Natural gas prices lost steam in the last hours of U.S. trade,
but still recorded another strong gain, rising 3%. Prices were
driven mainly the decision by German courts to delay the
certification of the Nordstream 2 pipeline.
"The decision is likely to delay the ultimate start-up date for
the pipeline, and in the meantime, European gas supply this winter
remains quite tight," said Schneider Electric's Christin
Redmond.
Metals:
Gold prices nudged higher, after finding support around
$1,850/oz.
Gold has tangible upside risks over the next month, said Citi
Research. It recently got an inflation boost and could attract
fresh investor inflows and call options buying.

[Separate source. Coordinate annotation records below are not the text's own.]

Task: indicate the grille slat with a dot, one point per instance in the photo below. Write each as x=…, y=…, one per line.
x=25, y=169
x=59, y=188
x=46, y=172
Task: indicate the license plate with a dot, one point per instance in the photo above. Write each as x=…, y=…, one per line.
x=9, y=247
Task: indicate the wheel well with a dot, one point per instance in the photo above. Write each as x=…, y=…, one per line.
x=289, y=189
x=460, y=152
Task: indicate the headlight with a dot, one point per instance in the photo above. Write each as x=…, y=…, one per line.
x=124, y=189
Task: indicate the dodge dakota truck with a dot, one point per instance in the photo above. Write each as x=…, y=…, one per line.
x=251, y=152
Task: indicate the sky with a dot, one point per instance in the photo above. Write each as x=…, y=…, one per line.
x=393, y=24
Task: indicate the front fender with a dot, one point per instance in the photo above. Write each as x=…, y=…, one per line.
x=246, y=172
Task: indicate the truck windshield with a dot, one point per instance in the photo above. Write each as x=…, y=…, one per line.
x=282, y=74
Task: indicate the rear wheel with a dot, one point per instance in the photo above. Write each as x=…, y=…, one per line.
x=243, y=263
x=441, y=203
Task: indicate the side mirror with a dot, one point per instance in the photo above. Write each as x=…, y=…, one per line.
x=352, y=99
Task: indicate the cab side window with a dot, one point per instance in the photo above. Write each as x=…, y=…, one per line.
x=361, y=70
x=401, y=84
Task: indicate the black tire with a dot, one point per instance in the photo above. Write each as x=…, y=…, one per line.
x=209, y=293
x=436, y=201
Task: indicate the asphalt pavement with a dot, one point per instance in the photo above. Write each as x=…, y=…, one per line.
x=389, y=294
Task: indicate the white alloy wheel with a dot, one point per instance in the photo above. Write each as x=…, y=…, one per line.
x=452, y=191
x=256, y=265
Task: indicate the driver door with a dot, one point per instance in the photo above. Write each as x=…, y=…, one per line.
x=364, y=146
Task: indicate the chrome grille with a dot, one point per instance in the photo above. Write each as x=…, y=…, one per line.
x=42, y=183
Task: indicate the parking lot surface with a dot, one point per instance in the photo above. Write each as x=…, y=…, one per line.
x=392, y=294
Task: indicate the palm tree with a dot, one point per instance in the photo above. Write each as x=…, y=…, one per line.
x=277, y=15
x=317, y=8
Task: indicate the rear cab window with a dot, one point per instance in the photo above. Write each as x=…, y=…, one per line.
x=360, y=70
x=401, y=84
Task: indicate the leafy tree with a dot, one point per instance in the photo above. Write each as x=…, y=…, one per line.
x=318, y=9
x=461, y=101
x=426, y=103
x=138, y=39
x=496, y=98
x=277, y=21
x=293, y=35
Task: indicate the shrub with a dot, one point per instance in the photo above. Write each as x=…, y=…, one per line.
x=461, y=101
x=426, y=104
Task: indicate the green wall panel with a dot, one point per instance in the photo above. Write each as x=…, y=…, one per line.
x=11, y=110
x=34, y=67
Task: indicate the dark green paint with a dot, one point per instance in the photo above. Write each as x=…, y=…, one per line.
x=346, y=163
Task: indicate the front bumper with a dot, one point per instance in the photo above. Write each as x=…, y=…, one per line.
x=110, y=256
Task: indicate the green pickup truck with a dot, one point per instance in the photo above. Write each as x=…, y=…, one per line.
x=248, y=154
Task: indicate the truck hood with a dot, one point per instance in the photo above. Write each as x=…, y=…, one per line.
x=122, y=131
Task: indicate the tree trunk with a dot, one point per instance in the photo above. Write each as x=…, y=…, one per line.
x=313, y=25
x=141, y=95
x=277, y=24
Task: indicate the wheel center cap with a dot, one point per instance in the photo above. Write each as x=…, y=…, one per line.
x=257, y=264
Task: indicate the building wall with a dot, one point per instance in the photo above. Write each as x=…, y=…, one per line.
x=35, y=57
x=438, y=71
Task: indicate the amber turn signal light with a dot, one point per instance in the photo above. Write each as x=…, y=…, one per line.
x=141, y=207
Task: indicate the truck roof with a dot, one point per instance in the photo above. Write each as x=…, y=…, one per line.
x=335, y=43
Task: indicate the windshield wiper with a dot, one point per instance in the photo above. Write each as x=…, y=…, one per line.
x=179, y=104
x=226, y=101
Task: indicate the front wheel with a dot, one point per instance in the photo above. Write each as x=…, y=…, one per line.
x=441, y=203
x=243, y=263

However, factors
such as inverted rates breakeven curves and strong USD momentum are
possible headwinds, said Citi.
Gold ended lower on Tuesday, after touching its highest intraday
price in five months, as investors digested the latest U.S.
economic data.
Copper also edged higher on concerns that supply chains may stay
disrupted.
Despite pledges from China's producers and traders to deliver
the metal into the LME to relieve a historic squeeze, only some
supply has trickled in, said TD Securities. This implies that
commodity traders, consumers and producers are reluctant to offload
their inventories while supply chains remain distorted.

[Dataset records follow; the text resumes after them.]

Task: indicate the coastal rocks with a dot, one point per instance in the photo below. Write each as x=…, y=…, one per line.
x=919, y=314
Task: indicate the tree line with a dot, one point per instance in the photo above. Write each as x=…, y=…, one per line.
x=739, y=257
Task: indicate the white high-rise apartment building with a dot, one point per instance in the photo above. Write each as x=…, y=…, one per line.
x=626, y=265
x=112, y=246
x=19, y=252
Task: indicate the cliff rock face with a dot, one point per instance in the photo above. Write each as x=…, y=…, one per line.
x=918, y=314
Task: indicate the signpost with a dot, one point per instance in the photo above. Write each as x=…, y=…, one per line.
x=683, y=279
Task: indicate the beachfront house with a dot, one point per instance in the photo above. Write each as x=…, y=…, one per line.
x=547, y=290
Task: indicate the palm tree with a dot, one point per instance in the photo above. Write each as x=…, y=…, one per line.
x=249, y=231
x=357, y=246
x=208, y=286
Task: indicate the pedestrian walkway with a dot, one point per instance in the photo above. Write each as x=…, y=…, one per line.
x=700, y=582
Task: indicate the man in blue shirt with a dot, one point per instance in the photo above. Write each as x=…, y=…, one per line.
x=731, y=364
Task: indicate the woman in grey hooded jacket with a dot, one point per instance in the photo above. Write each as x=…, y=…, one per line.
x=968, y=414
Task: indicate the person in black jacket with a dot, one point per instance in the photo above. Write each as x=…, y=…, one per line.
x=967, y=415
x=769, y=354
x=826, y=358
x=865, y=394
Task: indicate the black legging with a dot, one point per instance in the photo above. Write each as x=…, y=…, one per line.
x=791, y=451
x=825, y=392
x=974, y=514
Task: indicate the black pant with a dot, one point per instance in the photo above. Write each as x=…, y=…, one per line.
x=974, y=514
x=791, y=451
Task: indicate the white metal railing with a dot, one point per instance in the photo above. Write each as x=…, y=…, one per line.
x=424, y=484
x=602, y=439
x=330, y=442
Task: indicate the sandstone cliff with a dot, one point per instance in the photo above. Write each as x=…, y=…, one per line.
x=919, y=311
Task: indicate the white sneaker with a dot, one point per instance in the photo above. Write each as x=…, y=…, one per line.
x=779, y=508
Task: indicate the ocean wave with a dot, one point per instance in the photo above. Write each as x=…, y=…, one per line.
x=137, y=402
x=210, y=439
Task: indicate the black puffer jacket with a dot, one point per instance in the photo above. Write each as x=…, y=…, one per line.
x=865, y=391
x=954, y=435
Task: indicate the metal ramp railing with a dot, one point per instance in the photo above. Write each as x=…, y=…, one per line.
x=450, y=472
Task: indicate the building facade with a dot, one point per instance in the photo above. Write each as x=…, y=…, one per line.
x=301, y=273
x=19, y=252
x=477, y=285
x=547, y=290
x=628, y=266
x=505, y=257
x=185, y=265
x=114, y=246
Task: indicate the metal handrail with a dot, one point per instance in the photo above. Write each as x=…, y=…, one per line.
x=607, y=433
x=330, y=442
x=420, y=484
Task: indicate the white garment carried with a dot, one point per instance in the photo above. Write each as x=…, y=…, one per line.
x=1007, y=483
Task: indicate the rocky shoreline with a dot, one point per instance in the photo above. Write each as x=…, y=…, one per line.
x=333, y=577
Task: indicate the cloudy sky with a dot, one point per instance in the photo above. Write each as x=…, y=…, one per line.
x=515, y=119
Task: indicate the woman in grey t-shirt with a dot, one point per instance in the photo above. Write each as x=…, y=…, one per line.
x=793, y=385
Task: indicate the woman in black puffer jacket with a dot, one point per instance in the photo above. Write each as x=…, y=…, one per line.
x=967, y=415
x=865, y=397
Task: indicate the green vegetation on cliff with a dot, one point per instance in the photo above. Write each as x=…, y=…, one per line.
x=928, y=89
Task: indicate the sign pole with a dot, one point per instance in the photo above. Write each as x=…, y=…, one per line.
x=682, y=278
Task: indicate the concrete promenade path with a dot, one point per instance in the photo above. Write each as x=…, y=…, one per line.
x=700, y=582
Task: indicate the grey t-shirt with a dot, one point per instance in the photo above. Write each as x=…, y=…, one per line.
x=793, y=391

Investors' renewed excitement about green energy and electric
vehicles could turbocharge demand for silver and make current
supply investments inadequate, Hecla Mining CEO Phil Baker told
WSJ.
Silver miners need to annually add 7 to 10% more silver to the
current 1 billion ounce market, said Baker. Currently, one of
Hecla's largest mines, Greens Creek in Alaska, produces around 10
million ounces annually. "You need seven new Greens Creeks; a big
ask and difficult to do," he said.
Some investors expect environmental constraints and other supply
limitations to boost metals like silver that are heavily used in
solar panels and other green projects. Still, silver also trades
alongside gold based on investor demand for haven assets and has
fallen about 6% this year.
TODAY'S TOP HEADLINES
Biden Says Fed Chair Pick Could Be Unveiled This Week
President Biden hinted to reporters Tuesday he could reveal his
choice for Federal Reserve chief around the end of the week.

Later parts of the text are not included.